Well, because (looking around), because we pay rent every month I think? And that’s a lot of money to pay.

How much do you think it is?

A couple hundred dollars.

Like how many?

Greater than $100 and less than $1,000. Somewhere in between.

You’re correct. But even if we pay that much in rent, why do you think we’re not rich?

We spend a lot of money on food and we have a nice house, and we have a nice copier; we have an okay printer, it’s pretty nice. We have a lot of things. I have a big bed, you have a big bed.

What if I told you I paid $80 for my bed on Craigslist?


And I saved the rest of the money that I would have spent for a brand new bed.


When you get money how much do I ask you to save?

When I get money, you ask me to save at least $1.50.


At least 10%


So what if I told you that I save at least 10% of all money that I make? And I invest it and it grows. Do you know how your money grows when I pay you interest every month? And each month you get more and more interest?


That’s what’s happening with my own money. I’m saving and it keeps growing and growing. We’re not super rich, but we’re doing okay.

Do you need money to be rich?

Hmm… yes?
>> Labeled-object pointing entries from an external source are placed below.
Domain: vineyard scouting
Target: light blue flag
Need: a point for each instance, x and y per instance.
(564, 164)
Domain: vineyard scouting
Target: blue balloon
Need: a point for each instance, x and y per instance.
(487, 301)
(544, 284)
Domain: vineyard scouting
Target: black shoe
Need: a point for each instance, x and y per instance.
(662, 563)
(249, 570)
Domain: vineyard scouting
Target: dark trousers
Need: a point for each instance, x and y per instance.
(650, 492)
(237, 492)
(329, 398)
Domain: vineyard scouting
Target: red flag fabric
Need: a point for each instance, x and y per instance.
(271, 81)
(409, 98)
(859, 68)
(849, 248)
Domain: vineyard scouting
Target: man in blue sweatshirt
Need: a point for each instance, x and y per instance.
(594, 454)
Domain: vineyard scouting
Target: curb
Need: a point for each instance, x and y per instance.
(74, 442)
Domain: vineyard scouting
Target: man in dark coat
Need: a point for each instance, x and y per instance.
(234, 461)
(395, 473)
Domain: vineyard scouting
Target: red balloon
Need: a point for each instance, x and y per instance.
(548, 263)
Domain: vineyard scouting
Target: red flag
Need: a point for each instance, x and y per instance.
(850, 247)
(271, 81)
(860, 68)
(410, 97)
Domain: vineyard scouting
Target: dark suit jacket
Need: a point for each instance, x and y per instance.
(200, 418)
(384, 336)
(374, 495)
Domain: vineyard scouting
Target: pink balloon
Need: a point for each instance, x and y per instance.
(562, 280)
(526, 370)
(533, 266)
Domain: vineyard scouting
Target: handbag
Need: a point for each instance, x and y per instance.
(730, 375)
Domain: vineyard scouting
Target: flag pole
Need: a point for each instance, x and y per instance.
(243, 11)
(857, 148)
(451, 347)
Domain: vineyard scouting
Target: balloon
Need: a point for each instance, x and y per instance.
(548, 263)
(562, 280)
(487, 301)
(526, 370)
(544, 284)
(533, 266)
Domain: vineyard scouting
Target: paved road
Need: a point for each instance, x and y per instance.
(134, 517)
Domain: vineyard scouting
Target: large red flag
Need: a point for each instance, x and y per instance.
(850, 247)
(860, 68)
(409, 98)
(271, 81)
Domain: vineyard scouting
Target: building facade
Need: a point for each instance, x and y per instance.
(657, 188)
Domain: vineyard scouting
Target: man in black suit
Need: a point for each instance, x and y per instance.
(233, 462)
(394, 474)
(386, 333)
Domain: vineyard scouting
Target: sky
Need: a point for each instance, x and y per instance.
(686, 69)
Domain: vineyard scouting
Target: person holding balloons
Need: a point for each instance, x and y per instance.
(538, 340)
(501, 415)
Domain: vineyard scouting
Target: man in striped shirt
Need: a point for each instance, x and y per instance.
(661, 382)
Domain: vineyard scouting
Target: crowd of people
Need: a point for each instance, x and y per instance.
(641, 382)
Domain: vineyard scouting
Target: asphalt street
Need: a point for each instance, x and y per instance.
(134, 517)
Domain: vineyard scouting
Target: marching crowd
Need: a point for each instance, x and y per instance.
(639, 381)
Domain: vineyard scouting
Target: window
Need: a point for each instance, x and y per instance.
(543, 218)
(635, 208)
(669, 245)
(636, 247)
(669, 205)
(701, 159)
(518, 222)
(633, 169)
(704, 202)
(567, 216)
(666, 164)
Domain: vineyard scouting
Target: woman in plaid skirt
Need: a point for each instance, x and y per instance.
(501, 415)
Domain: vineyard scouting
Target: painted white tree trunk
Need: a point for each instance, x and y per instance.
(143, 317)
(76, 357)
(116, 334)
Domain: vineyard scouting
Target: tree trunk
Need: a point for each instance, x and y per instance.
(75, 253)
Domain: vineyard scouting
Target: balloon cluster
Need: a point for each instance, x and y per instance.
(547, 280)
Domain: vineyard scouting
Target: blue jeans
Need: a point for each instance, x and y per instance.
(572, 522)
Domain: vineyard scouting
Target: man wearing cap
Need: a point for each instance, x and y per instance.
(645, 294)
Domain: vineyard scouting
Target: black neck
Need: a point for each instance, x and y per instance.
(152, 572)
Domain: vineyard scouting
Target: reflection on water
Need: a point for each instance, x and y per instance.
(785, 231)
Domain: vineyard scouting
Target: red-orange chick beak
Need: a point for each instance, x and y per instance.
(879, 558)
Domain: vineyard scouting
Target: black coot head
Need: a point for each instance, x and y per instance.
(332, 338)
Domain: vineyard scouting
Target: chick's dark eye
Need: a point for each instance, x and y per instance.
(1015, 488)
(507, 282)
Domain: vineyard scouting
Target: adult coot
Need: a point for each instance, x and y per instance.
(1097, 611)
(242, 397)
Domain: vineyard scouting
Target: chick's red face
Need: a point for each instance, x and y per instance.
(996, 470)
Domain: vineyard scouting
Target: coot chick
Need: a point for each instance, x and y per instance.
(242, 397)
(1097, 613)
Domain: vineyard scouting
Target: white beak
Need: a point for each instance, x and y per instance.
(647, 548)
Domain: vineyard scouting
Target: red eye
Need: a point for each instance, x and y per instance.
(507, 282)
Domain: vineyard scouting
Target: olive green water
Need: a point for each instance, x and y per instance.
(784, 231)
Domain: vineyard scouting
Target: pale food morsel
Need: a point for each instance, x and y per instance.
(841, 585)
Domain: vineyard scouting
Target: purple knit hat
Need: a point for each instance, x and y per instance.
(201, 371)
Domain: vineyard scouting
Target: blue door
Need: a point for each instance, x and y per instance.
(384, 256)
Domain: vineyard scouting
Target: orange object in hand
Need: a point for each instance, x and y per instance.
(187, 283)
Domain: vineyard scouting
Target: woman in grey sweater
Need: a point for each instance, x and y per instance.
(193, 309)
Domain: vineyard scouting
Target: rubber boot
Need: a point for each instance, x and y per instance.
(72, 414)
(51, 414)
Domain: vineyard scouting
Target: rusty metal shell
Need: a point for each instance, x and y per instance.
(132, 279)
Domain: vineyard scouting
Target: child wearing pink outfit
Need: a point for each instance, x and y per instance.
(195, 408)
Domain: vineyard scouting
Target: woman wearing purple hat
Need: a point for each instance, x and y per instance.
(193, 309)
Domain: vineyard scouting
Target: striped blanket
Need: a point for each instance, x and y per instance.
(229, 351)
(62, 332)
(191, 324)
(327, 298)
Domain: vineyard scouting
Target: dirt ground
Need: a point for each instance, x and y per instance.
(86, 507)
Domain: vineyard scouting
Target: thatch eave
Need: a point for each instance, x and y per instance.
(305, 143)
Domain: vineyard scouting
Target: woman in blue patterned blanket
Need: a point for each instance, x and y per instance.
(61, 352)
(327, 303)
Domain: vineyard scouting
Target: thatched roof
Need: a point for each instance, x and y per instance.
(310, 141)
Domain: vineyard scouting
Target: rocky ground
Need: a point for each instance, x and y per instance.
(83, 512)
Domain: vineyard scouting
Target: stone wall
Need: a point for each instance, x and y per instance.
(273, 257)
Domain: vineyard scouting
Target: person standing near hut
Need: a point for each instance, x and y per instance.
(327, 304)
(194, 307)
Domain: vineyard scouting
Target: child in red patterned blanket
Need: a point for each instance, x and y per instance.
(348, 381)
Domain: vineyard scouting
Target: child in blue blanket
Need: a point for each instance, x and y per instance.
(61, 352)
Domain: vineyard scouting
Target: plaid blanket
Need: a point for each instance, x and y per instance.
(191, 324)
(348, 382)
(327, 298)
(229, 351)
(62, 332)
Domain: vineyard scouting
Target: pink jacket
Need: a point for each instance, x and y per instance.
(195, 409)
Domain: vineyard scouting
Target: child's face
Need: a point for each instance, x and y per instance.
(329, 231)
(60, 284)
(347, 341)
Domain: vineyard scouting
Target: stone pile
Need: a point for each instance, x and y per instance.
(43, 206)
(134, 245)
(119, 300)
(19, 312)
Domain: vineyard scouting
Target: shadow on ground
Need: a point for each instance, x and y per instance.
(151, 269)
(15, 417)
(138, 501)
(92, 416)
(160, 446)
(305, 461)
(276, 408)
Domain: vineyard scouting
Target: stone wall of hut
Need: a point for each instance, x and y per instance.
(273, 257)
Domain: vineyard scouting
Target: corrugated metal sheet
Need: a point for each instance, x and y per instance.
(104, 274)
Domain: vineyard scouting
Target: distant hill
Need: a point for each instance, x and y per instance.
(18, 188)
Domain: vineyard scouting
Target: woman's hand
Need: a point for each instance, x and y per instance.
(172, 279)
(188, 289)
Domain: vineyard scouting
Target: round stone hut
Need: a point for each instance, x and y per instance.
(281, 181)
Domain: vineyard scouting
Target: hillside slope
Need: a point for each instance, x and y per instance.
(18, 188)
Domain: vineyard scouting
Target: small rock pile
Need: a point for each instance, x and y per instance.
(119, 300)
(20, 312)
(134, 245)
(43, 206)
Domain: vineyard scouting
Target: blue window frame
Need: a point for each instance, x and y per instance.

I’m not very sure of what the answer is to that one, but I’m going to say yes.

What if you had a job that you really liked, and you had friends, and you got to do all the things that you liked to do, like swimming and kayaking and going on vacation, but you didn’t have millions of dollars in the bank. Would you say you were rich then?

Hmm… if I only had a little bit of money in the bank, and I liked my job, and well, what I would do is I would keep the job and I would keep getting more money and it would keep growing and then once I was ready to retire then I’d have enough for retirement.

But during that time, would you call yourself rich? Or not yet?

Uh, I wouldn’t say I’d ever be rich.

I think that you don’t need a lot of money to have a rich life. 

Okay. I agree on that a little bit.

Let’s see… one more question. What do you think people should know about money? 

I said the first question was hard, but this is the hardest one yet.

That people don’t know?

Hmm… (long pause). Well… sometimes people don’t really know about saving money, so they don’t save money, and they buy stuff that they want but nothing that they need, but end up with a really nice house and no money. Even if they’re renting they’d get kicked out of the house.

So what should those people do then?

They should have saved the money and used it wisely on what they need instead of what they want.

Where did you learn that?

You. You and daddy.

Aww. I love you.

I love you, too.

Thanks for answering these questions!


talking to kids about money


    1. Right! I loved that part, too. Good luck with your little one. One of the first things I did with my daughter was teach her to shop for toys with “Maybes.” You tell them they can get either a “small”, “medium”, or “large” toy. They get a certain amount of “Maybes” (I usually went with 5.) They shop for 5 Maybes and then have to choose which ones have to get back on the shelf. The process can take a while but in the end, you are certain they have what they want and understand the value of really thinking things through. She’s 9 now and we still use this method.